= Gaussian distribution on a locally compact Abelian group =

Gaussian distribution on a locally compact Abelian group is a generalization of the classical
normal distribution. Roughly speaking, it extends the concept of a normal distribution from the Euclidean space to more general topological groups, i.e., when the group is $\mathbb{R}^n$, it coincides with the usual multivariate normal distribution.
It was introduced by Kalyanapuram Rangachari Parthasarathy, Ranga Rao, and Srinivasa R. S. Varadhan in 1963, see also .
This distribution plays an important role in the representation of characteristic functions of infinitely divisible distributions, the arithmetic of probability distributions, and in characterization problems of mathematical statistics on locally compact Abelian groups.

== Definition ==

Let $X$ be a second countable locally compact Abelian group, let $Y$ be its character group, and let $(x,y)$ denote the value of a character $y \in Y$ at an element $x \in X$.

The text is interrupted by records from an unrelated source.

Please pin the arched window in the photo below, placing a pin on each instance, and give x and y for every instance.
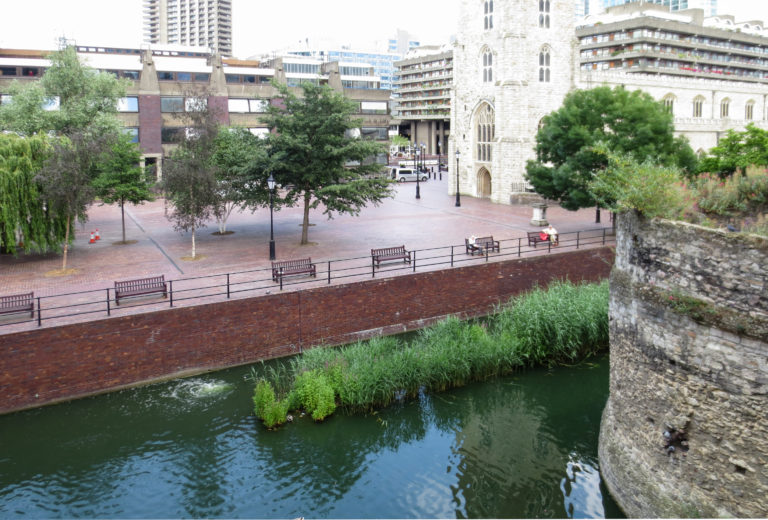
(669, 103)
(544, 13)
(749, 110)
(544, 66)
(487, 66)
(488, 12)
(485, 131)
(698, 106)
(724, 107)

A probability distribution $\gamma$ on the group $X$ is called Gaussian if its characteristic function (Fourier transform) is of the form

$\hat{\gamma}(y) = (x,y)\exp\{-\varphi(y)\},$

where $\varphi$ is a continuous non-negative function on $Y$ satisfying the functional equation

$\varphi(u+v)+\varphi(u-v)=2\bigl[\varphi(u)+\varphi(v)\bigr], \quad u,v\in Y.$

A Gaussian distribution is called symmetric if $x = 0$.

== Properties ==

1. A Gaussian distribution is infinitely divisible.

2. The support of a Gaussian distribution is a coset of a closed connected subgroup of $X$.

3. A symmetric Gaussian distribution is a continuous homomorphic image of a Gaussian distribution on a linear space (either finite-dimensional $\mathbb{R}^n$ or infinite-dimensional $\mathbb{R}^\infty$, the space of all sequences with product topology).

4. Let $X$ be connected. If $X$ is not locally connected, then every Gaussian distribution on $X$ is singular with respect to the Haar measure on $X$, whereas if $X$ is locally connected and finite-dimensional, then any Gaussian distribution on $X$ is either absolutely continuous or singular with respect to the Haar measure on $X$. The corresponding question for infinite-dimensional locally connected groups remains open, although both types of Gaussian distributions on such groups can be constructed.

5. On finite-dimensional connected groups, any two Gaussian distributions are either mutually absolutely continuous or mutually singular.